- The Washington Times - Tuesday, August 21, 2001

Burghardt to Vietnam?
A presidential statement yesterday announced that the U.S. envoy in Taiwan will become the next U.S. ambassador to Vietnam.
However, the announcement came not from President Bush, but from Chen Shui-bian, president of the Republic of China (Taiwan).
Mr. Chen upstaged Mr. Bush by telling reporters in Taiwan that Raymond Burghardt, a career diplomat, "will soon become the U.S. ambassador to Vietnam."
A spokeswoman for Mr. Burghardt told the Associated Press that she could not confirm that he would be nominated for the post.
The White House would not comment, but Embassy Row has learned that an announcement on Mr. Burghardt is expected soon.
Mr. Burghardt has been director of the American Institute in Taiwan for two years. The institute has served as an unofficial embassy since Washington established diplomatic relations with China.

Lifting sanctions?
The State Department is sending mixed messages about whether the United States will lift sanctions against Pakistan as long as it has a military government.
Washington imposed some sanctions after Pakistan conducted nuclear weapons tests in 1998 and others after Gen.
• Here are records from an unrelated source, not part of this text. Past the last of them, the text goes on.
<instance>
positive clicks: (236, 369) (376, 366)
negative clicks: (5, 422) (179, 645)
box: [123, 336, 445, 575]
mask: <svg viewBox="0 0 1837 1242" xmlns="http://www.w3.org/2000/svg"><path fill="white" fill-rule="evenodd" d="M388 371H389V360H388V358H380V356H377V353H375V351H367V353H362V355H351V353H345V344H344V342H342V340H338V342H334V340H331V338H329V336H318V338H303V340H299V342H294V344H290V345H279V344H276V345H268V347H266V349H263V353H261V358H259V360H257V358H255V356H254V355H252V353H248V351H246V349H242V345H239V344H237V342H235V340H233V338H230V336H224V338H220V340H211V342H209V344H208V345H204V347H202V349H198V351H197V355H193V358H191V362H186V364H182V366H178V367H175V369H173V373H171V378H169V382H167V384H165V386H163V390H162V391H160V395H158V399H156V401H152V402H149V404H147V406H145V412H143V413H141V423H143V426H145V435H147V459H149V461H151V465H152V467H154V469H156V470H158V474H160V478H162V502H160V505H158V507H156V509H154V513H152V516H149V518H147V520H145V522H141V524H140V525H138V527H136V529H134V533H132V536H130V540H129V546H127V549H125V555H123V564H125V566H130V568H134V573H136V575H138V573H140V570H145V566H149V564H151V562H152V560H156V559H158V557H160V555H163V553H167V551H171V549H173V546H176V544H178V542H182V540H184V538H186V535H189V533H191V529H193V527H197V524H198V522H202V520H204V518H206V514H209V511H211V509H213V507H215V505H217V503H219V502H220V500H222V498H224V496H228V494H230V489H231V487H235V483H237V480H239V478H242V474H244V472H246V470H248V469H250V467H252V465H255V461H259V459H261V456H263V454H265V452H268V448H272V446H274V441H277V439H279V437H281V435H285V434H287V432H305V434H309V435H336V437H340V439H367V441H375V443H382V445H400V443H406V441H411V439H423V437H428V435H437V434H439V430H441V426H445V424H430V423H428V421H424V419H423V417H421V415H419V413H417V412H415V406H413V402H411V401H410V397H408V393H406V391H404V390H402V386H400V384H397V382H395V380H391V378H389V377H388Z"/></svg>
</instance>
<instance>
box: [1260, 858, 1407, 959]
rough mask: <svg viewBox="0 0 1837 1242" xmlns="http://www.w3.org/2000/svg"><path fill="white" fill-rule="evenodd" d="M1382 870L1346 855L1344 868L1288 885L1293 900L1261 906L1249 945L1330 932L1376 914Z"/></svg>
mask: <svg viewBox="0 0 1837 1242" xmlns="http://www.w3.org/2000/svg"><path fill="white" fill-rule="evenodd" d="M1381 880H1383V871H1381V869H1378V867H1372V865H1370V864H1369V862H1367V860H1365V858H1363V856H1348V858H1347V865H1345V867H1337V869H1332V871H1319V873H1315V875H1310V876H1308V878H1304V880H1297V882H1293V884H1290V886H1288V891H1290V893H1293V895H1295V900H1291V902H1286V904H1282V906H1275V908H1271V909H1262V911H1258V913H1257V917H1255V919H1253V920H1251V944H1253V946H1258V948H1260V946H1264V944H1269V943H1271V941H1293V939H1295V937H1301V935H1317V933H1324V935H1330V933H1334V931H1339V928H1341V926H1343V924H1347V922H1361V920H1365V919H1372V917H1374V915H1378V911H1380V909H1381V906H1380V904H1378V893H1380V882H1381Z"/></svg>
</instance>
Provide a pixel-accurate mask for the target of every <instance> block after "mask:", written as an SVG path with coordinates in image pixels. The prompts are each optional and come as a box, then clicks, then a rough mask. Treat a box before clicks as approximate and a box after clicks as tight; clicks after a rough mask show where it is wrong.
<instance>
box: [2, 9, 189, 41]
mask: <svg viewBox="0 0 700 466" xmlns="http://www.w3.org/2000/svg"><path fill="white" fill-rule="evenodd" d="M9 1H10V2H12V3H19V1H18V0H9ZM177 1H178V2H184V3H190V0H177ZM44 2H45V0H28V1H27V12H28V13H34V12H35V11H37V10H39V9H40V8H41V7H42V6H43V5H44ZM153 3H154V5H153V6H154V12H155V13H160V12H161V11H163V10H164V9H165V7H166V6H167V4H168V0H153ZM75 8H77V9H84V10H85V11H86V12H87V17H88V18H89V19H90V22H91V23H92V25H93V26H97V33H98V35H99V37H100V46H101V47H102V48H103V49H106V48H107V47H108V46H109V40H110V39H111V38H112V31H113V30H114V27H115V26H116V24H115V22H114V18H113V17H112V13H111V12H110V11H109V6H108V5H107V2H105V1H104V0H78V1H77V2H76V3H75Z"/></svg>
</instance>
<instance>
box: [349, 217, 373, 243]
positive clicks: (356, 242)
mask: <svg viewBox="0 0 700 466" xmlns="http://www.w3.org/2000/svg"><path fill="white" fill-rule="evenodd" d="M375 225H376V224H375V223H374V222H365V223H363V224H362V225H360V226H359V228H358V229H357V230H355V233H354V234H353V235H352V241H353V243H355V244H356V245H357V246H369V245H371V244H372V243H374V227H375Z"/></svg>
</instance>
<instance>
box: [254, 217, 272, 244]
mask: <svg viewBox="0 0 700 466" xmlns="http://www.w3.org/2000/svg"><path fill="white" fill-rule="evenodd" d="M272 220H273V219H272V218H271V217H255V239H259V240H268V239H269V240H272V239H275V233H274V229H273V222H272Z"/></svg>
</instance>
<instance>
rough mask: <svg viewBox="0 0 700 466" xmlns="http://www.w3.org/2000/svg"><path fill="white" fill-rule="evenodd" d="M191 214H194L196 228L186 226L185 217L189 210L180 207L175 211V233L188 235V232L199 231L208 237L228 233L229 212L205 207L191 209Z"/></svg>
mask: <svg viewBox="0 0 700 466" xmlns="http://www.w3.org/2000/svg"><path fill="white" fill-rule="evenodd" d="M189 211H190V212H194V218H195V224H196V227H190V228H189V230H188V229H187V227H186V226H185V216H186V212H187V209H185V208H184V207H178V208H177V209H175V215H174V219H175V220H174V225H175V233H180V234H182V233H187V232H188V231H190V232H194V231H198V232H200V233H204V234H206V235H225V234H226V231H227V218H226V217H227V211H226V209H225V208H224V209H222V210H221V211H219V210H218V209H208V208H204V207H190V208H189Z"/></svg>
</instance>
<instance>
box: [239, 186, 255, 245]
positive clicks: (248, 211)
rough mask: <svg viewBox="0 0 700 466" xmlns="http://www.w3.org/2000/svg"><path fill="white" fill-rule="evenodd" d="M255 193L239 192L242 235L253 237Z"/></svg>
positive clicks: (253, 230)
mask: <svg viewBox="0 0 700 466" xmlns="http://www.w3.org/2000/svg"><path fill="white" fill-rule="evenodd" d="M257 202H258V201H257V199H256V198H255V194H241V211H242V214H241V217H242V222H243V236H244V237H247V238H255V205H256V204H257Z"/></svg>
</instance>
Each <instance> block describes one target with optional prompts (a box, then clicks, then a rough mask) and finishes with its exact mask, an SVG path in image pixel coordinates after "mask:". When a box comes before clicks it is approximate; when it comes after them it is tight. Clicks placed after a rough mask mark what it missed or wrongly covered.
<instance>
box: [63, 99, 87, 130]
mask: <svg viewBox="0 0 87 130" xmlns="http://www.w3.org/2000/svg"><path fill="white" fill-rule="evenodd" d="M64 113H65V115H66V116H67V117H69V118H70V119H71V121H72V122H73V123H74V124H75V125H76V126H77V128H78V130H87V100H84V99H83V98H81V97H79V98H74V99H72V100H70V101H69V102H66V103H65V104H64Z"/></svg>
Pervez Musharraf overthrew an elected, if corrupt, government a year later.
State Department spokesman Philip Reeker last week insisted that sanctions "cannot be lifted until [President Bush] determines that a democratically elected government has taken office."
But Deputy Secretary of State Richard Armitage told reporters on a trip to Australia last week that the sanctions imposed because of the nuclear tests "will be coming off."
"In our system, it's not just a matter for the president to decide. It will be something that we will consult with Congress," Mr. Armitage said.
"I have begun the consultations along with some of my colleagues. With the advice of Congress, they will be coming off. This is some of the sanctions," he said, according to a transcript provided by the Washington-based Internet news service, Information Times.
He added that the sanctions imposed after the nuclear tests "would be the first to go."
Mr. Armitage said that removing some of the sanctions will help stabilize Pakistan and prevent it from "becoming more under the influence" of the radical Islamic Taliban regime in Afghanistan.
"We have some similar sanctions on Pakistan and some different [from the sanctions on India], because Pakistan is not a democracy. When Musharraf did away with the democratic process, no matter how shaky it was, then some other sanctions came into play," Mr. Armitage said.
"But clearly we have to move somewhere with Pakistan. The United States is not interested in Pakistan becoming more under the influence of Afghanistan. There has to be a way out for Pakistan. We are going to try to play an effective role."

Bangladesh votes
The U.S. ambassador to Bangladesh yesterday welcomed the announcement that national elections will be held Oct. 1 and expressed confidence the vote will be free and fair.
Ambassador Mary Ann Peters also urged Bangladeshis to avoid violence during the campaign.
"We are confident free elections will be held on Oct. 1," Mrs. Peters told reporters in the capital, Dhaka. "Bangladeshis want to go to the hustings, and Washington always supports the democratic process."
She urged the country's caretaker government to control political violence that has claimed 40 lives in recent weeks.
"Certainly violence is not compatible with free and fair elections," Mrs. Peterson said. "Bangladesh will be able to hold free elections, as it has already done in 1991 and 1996."
The ambassador's comment was her latest appeal for the South Asian nation to avoid political turmoil, even though her earlier statements were denounced as interference in Bangladesh's internal affairs.
In May, Sheik Hasina Wajed, then prime minister, criticized Mrs. Peterson's "sermons," and Imran Saleh Prince of the opposition Bangladesh National Party (BNP) advised the ambassador "not to dictate to us."
Bangladesh's election commission announced Sunday the date for voters to pick a new government to replace the temporary one established July 15 after parliament's five-year term ended.